Doctors advise women to use an effective birth control method for six to twelve months. This decreases the chance of a new pregnancy confusing the HCG monitoring, as well as the risk of a repeat mole with so early a new pregnancy.
Persistent Disease: Gestational Trophoblastic Neoplasia
According to the Mayo Clinic, about 20 percent of women with a molar pregnancy will have a problem of persistent GTD, where trophoblastic tissue remains in the uterus after the treatment D&C.

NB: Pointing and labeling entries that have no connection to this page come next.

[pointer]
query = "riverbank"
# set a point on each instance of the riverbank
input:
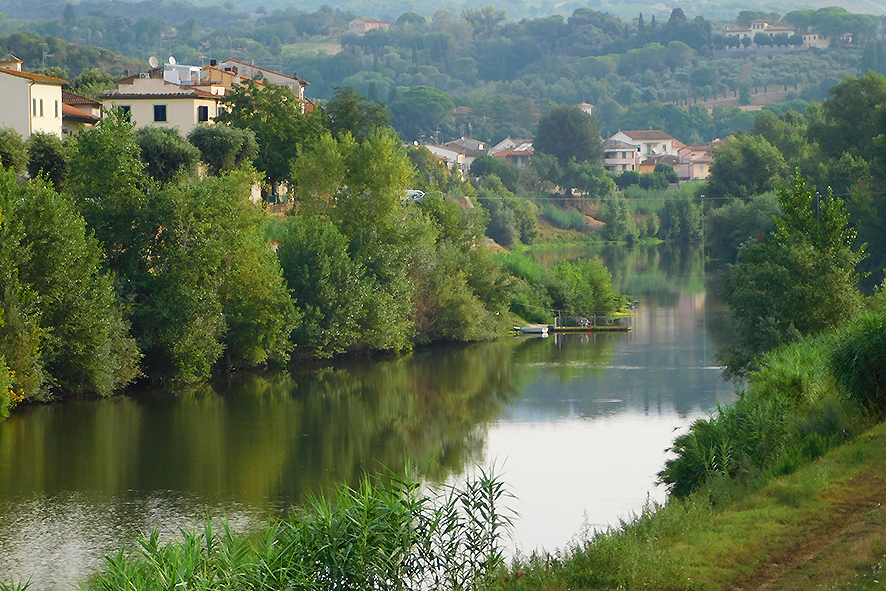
(821, 527)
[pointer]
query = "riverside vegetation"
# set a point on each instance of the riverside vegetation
(814, 381)
(120, 263)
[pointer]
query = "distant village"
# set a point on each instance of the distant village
(182, 96)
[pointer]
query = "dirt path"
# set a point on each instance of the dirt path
(836, 548)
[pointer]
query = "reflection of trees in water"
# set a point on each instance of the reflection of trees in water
(257, 439)
(657, 274)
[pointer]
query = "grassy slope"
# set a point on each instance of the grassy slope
(823, 527)
(820, 527)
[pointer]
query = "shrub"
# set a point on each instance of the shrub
(859, 362)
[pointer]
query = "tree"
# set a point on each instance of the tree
(223, 148)
(47, 155)
(800, 280)
(350, 111)
(275, 115)
(13, 150)
(65, 308)
(853, 117)
(419, 111)
(165, 152)
(745, 166)
(568, 133)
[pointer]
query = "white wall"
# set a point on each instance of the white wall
(16, 112)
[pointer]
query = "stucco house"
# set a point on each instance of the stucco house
(648, 165)
(619, 156)
(452, 157)
(649, 142)
(240, 70)
(151, 100)
(31, 102)
(519, 156)
(507, 144)
(695, 161)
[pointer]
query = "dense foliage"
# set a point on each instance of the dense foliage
(800, 280)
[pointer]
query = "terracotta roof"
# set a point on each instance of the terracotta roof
(69, 98)
(647, 134)
(666, 158)
(611, 144)
(34, 77)
(513, 152)
(193, 93)
(263, 70)
(69, 112)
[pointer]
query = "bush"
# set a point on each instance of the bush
(859, 362)
(396, 535)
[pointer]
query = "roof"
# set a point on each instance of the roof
(646, 134)
(514, 152)
(611, 144)
(69, 112)
(167, 95)
(665, 158)
(69, 98)
(305, 82)
(34, 77)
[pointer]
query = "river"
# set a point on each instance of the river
(576, 425)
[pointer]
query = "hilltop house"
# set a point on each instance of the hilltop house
(649, 142)
(31, 102)
(361, 26)
(619, 156)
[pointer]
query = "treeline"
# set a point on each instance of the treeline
(120, 262)
(638, 73)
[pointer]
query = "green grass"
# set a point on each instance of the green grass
(387, 534)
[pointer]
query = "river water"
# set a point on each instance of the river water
(576, 425)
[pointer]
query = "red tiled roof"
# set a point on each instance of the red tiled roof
(193, 93)
(69, 112)
(263, 69)
(647, 134)
(69, 98)
(34, 77)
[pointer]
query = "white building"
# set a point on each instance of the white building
(649, 142)
(31, 102)
(152, 100)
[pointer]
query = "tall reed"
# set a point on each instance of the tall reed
(385, 534)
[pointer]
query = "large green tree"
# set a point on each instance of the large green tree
(420, 111)
(64, 328)
(568, 133)
(223, 148)
(798, 281)
(166, 152)
(745, 166)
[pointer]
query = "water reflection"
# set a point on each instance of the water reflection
(579, 422)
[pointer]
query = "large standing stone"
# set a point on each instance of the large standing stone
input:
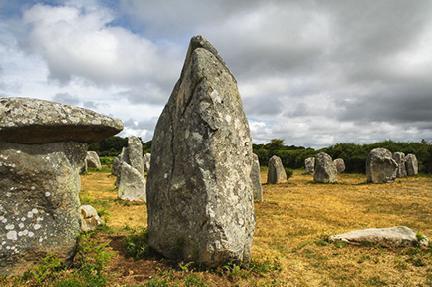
(309, 165)
(340, 165)
(147, 157)
(276, 171)
(398, 236)
(325, 169)
(256, 179)
(380, 166)
(411, 164)
(92, 160)
(399, 158)
(39, 180)
(90, 219)
(199, 189)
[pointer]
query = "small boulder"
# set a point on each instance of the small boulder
(92, 160)
(399, 158)
(90, 219)
(325, 170)
(380, 166)
(411, 164)
(309, 165)
(340, 165)
(276, 171)
(399, 236)
(256, 179)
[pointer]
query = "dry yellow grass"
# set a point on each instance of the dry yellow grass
(294, 219)
(292, 222)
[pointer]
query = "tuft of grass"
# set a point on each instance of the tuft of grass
(136, 245)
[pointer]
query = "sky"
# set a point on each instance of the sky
(313, 73)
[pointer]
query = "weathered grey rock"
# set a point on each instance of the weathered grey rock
(90, 219)
(117, 161)
(24, 120)
(399, 158)
(276, 171)
(135, 154)
(199, 189)
(131, 185)
(340, 165)
(325, 169)
(399, 236)
(92, 160)
(380, 166)
(147, 157)
(39, 187)
(309, 165)
(256, 179)
(411, 164)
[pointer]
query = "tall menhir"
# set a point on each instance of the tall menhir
(199, 188)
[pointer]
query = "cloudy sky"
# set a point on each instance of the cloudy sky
(311, 72)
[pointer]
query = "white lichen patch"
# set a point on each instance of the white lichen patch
(12, 235)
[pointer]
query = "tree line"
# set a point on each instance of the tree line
(293, 157)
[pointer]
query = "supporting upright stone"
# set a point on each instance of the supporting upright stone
(340, 165)
(276, 171)
(92, 160)
(39, 177)
(199, 189)
(309, 165)
(325, 169)
(411, 164)
(256, 179)
(380, 166)
(399, 158)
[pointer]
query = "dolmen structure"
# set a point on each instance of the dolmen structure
(380, 166)
(325, 169)
(276, 171)
(128, 167)
(309, 165)
(43, 146)
(411, 164)
(340, 165)
(200, 197)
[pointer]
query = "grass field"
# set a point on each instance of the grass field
(290, 246)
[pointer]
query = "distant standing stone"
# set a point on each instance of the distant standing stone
(325, 170)
(399, 158)
(90, 219)
(132, 185)
(411, 164)
(92, 160)
(380, 166)
(340, 165)
(199, 191)
(399, 236)
(276, 171)
(256, 179)
(309, 165)
(135, 153)
(147, 157)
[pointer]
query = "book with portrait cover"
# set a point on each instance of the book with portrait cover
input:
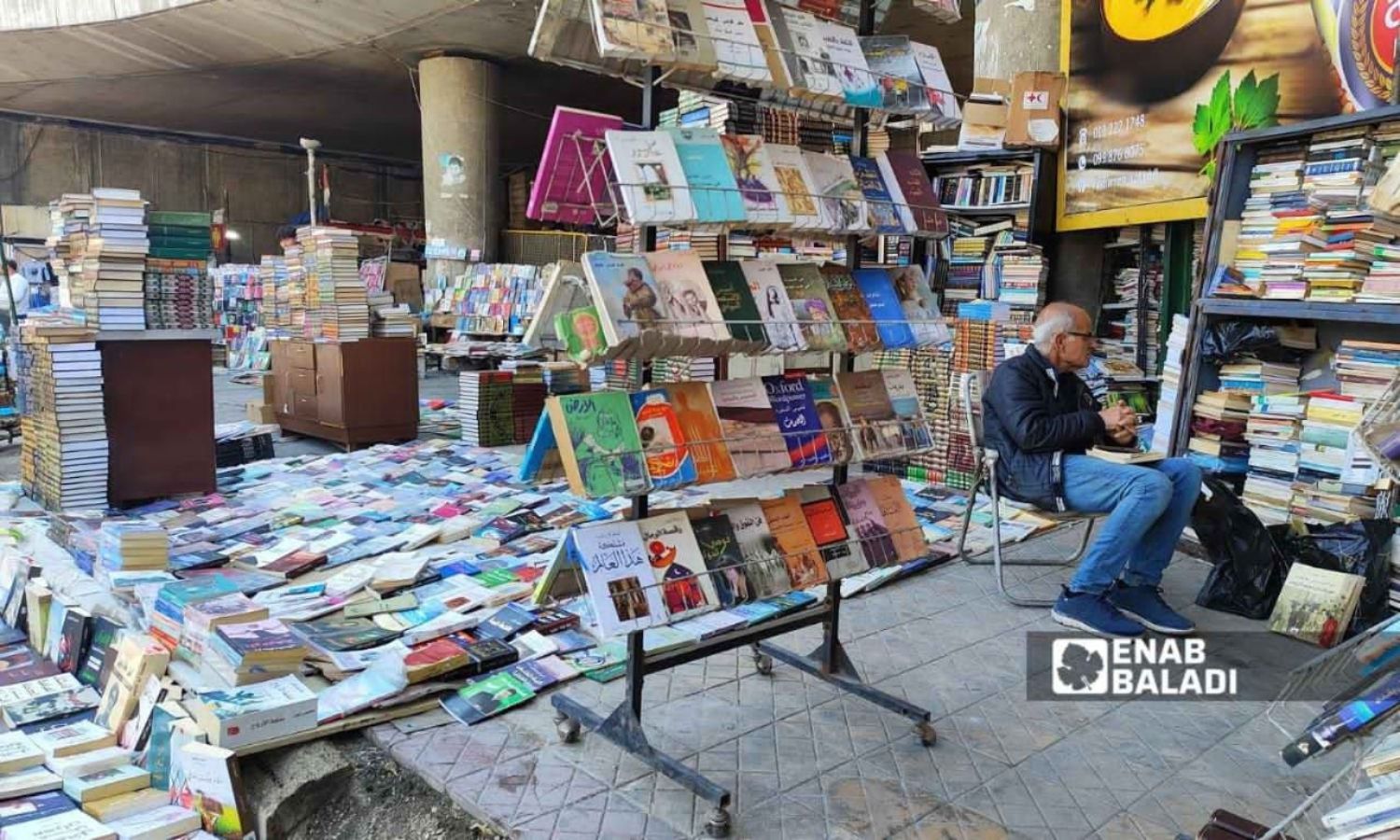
(571, 174)
(797, 420)
(812, 305)
(663, 440)
(678, 565)
(700, 428)
(598, 441)
(857, 322)
(720, 549)
(619, 579)
(794, 538)
(878, 202)
(775, 307)
(736, 305)
(750, 427)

In some cases of persistent molar tissue, one of two other types of gestational trophoblastic neoplasia (GTN)- cancerous forms of GTD - might be present:
- Invasive mole: In this case, the molar tissue penetrates into the muscle (middle) layer of the uterine wall. This occurs in about 20 percent of moles. This can be cured with chemotherapy drugs, or a secondary option of a hysterectomy, depending on the woman's circumstances.
- Choriocarcinoma: These cancerous moles occur in about 1 to 3 percent of cases. Choriocarcinomas are more common with complete than with partial moles and have the potential to spread to other parts of the body. Choriocarcinomas can be treated successfully with a cocktail of chemotherapy drugs and a hysterectomy.
Don't Ignore Prolonged Bleeding
Most molar pregnancies are benign and are cured after a D&C to remove the products of conception from the uterus. Occasionally, abnormal tissue persists and may be cancerous. Don't ignore prolonged bleeding after treatment of a mole or other abnormal conceptions or after delivery of a normal pregnancy.